Posted: April 25, 2022, 1:57 a.m.

Last update: April 25, 2022, 01:57 a.m.

A poll released Monday by a New York college found the state’s plan to allow three casinos in or around New York City had modest support from voters.

Resorts World NYC
The entrance to the Times Square Casino at Resorts World New York in Queens. The results of a Siena Institute poll released Monday found that more New Yorkers support a plan to allow three full-fledged casinos in the New York area. Resorts World, which currently only offers video lotteries and electronic table games, has expressed interest in a full license, which would allow it to offer Las Vegas-style slots and table games with live dealers. . (Image:

The Siena College Research Institute reported that 46% of registered voters polled last week approved of the plan, compared with 35% who opposed it. Another 13% said they had mixed opinions about downstate casinos, while 6% had no opinion.

The institute interviewed 806 registered voters from Monday to Thursday. The margin of error is 3.9%.
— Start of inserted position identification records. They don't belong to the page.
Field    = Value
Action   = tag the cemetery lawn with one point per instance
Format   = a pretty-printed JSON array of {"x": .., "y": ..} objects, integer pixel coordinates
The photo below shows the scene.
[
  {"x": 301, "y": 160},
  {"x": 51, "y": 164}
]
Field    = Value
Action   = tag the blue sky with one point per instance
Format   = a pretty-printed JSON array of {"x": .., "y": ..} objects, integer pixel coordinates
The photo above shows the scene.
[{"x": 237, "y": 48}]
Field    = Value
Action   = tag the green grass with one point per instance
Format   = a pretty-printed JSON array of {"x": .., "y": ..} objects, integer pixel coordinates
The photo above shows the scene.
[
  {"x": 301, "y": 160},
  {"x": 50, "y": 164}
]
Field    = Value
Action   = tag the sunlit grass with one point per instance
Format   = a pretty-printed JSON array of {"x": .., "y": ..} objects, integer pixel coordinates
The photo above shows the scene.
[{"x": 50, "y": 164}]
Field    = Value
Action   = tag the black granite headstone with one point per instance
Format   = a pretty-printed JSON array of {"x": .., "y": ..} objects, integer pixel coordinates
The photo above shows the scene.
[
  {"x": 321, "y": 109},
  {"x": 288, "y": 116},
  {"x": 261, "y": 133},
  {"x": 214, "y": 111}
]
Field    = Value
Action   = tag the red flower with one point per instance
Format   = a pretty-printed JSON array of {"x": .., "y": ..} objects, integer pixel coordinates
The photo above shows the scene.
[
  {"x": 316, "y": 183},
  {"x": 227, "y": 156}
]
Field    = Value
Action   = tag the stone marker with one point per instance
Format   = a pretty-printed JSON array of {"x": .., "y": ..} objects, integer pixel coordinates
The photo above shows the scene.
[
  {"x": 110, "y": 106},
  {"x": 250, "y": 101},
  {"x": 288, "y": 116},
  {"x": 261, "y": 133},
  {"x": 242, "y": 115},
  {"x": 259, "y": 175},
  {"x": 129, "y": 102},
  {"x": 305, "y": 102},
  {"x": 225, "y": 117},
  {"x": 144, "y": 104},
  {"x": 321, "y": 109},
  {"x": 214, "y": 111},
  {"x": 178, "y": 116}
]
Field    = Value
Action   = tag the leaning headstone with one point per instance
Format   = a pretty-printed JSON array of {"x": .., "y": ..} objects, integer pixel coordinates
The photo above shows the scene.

Unsurprisingly, the strongest support for casinos is in the New York area. Half of those polled support the state’s decision, while 28% did not. In the suburbs, respondents back him by a 49-36 margin.

The New York Legislature and the Hochul administration agreed to include the three downstate casino licenses in the budget lawmakers approved earlier this month. By doing so, they sped up the licensing process by a year.

Proponents say the move will help the New York-area hospitality and construction industries rebound from the COVID-19 pandemic.

The state plans to launch a solicitation for the casino licenses in July and could get $500 million or more for each license. When New York grants these licenses, there will be seven fully commercially licensed casinos in the state.

Men, Dems Strongest Downstate Casino Supporters

The Siena poll found that more Democrats than Republicans or independents supported the plan. Additionally, more men supported casinos than women.

A majority of Democrats, 52% to be exact, support downstate casinos, with just 31% against them. For Republicans, it’s 41-35 in favor of supporting casinos, while Independents are mixed at 39% in favor and 40% in opposition.

Looking across the political spectrum, those who identify as liberals support downstate casinos by a 49-32 margin, and moderates are similar, with their support at 50-31. The Conservatives are slightly against the plan, at 39-41, but these right-wingers also have the highest level of mixed feelings, at 17%.

The men back the casinos by a 54-33 margin, but the women are mixed. They back the measure, but only by a 39-37 margin.

Support for upstate casinos also tilts more in favor of New York’s minority communities and younger residents. Black voters back the casinos by a 2-1, 56-28 margin, while Latinos approve of the plan with 52% support.

Among the age groups, the 18-34 year olds are the only ones with majority support. People in the age group favor new casinos with a margin of 54-25. Adults aged 35 to 54 give it 47% support, 33% opposing it. Older New Yorkers are slightly opposed, at 40-42.

Buffalo Bills stadium deal universally scrutinized

While the upstate New York casino receives mostly support notes, voters won’t say the same about the plan to invest $600 million in a new $1.4 billion stadium for Buffalo Bills.

Governor Kathy Hochul said more than $400 million from the state would be paid using funds the state received from the settlement with the Seneca Indian Nation over a long-running legal dispute. involving gambling pact payments.

Seneca leaders disbursed the funds last month, but only did so when the state decided to freeze the tribal accounts. It’s a move that has infuriated Seneca president Matthew Pagels and could make negotiations for a new pact controversial.

The Siena poll found that only 24% approve of the state’s plan to cover 42% of project costs. Pollster Steven Greenberg said New York voters are “uniting” in their disapproval.

It is opposed by at least 55% of every demographic group,” said Greenberg. “Interestingly, the upstaters are even less supportive than the downstaters of the stadium deal.”

Even Western New York, home base of the NFL Bills, scoffed at the deal. Greenberg said Monday. In the 13 westernmost counties in the state, 65% oppose the state contribution, compared to 31% who support it.